Thursday, December 10, 2015

New CBO Report: ObamaCare Will Reduce Workforce By Another Two Million Over Next Decade

by JASmius



What I want to know is, where was this kind of candor from the Congressional Budget Office before ObamaCare was enacted?:

The [Una]ffordable Care Act ([U]CA) will make the labor supply, measured as the total compensation paid to workers, 0.86% smaller in 2025 than it would have been in the absence of that law, the Congressional Budget Office estimates. Three-quarters of that decline will occur because of health insurance expansions, which raise effective tax rates on earnings from labor — for instance, by phasing out health insurance subsidies as people’s income rises — and thus reduce the amount of labor that workers choose to supply. The labor force is projected to be about two million full-time-equivalent workers smaller in 2025 under the [U]CA than it would have been otherwise. Those estimates were based mainly on CBO’s calculations of the effects of the law’s major components on marginal and average tax rates and on the agency’s analysis of research about the change in the labor supply resulting from a change in tax rates. For components of the law that were difficult to express in terms of changes in tax rates, CBO based its estimates on a review of the available literature about similar policy changes. [emphasis added]

Not so much two million jobs destroyed as two million jobs never created.  And if there's anything we know about the CBO, it's that they're almost certainly lowballing that figure.  Small wonder that even Democrats are now coming around to the idea of repealing the murderer's row of O-Care standalone taxes like the Cadillac tax and the medical devices tax - they blitz the wallets of their special interests, Big Labor in particular.  And you know the old saying about leftwingnuts being conservative when it comes to their own money.

The reaction of each side of the aisle is what we've long come to expect.  Republicans once again pointed out the gapingly obvious as they have for the past almost six years....:

“When the President’s health law hurts the labor force at the same time it increases healthcare premiums and taxes, it’s clear the law is not working for the American people,” said Senate Finance Committee Chairman Orrin Hatch (R-UT).

“The CBO’s latest report confirms yet another broken promise and negative consequence stemming from ObamaCare.”

....while the White House wallowed in self-congratulatory delusion and outright fantasy:

The administration in the past has argued that the CBO figures also reflect new flexibility provided to workers through the healthcare law. It has also repeatedly disputed claims that the law is a “job killer” by pointing to the new jobs created with the millions of people who gained healthcare coverage.

From the month ObamaCare became law, “the private sector has added 13.7 million jobs over sixty-nine straight months, the longest streak on record,” a White House spokeswoman said.

In what quantum reality?  Certainly not this one.  The private sector has lost 13.7 million jobs over that time, perhaps.  Mine were most definitely among them, and they've never come back.  There are only so many spatulas to go around, after all.  The only thing that has grown is the pool of us permanently jobless that have ceased to exist as far as the Obamaconomy is concerned, an ever-shrinking bubble of unreality in which everything is hunky-dory, his Islamocommunist policies all work, and the American people still idolatrously worship him.
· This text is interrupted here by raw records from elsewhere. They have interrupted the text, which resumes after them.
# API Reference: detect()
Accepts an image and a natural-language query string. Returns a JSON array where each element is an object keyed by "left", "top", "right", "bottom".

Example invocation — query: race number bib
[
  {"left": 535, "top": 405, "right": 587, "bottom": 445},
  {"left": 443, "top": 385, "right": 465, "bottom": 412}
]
The real world is dramatically different:

“In other words,” [Avik] Roy writes, “all of the disruption, spending, taxation, and premium hikes in ObamaCare has only reduced the percentage of U.S. residents without health insurance by 2.7%, from 13.9% to 11.1%: a remarkably small reduction, and far lower than what the law was supposed to achieve.” Furthermore, with enrollment vastly underperforming expectations over the first three years of the system, there will be little room for further improvement.

No reduction at all, actually.  Quite the opposite.  So there are, in reality, fewer people on health insurance now than before O-Care (You have to count the millions of policy cancellations from two years ago), not more.

Finally, the cost curve has indeed been bent, but upwards, and CMS chalks it up to ObamaCare. Health care spending rose 5% in 2014, well above the rate of inflation, and the fastest it had grown since 2007. Medicaid spending rose 11%, thanks to ObamaCare’s expansions, but MediCare also rose 5.5% and spending in private insurance plans rose 4.4% as well. “The return to faster growth,” CMS concluded in its report, “was largely influenced by the coverage expansions of the [Una]ffordable Care Act.”

All those old and sick people hitting their new coverages all at once.  Like that's any kind of surprise.  I'd wager the percentages are a lot higher simply because the Obama Regime was the source of them.

So, to tally things up, ObamaCare has accomplished none of the things we were promised it would, all of the things we warned would happen as a result of it, and of course, none of O's promises were kept,  You could call it a [chuckle] "comprehensive" failure if there was any reason to believe that this boondoggle wasn't deliberately inflicted upon We the People.

As such, it has been a tremendous success.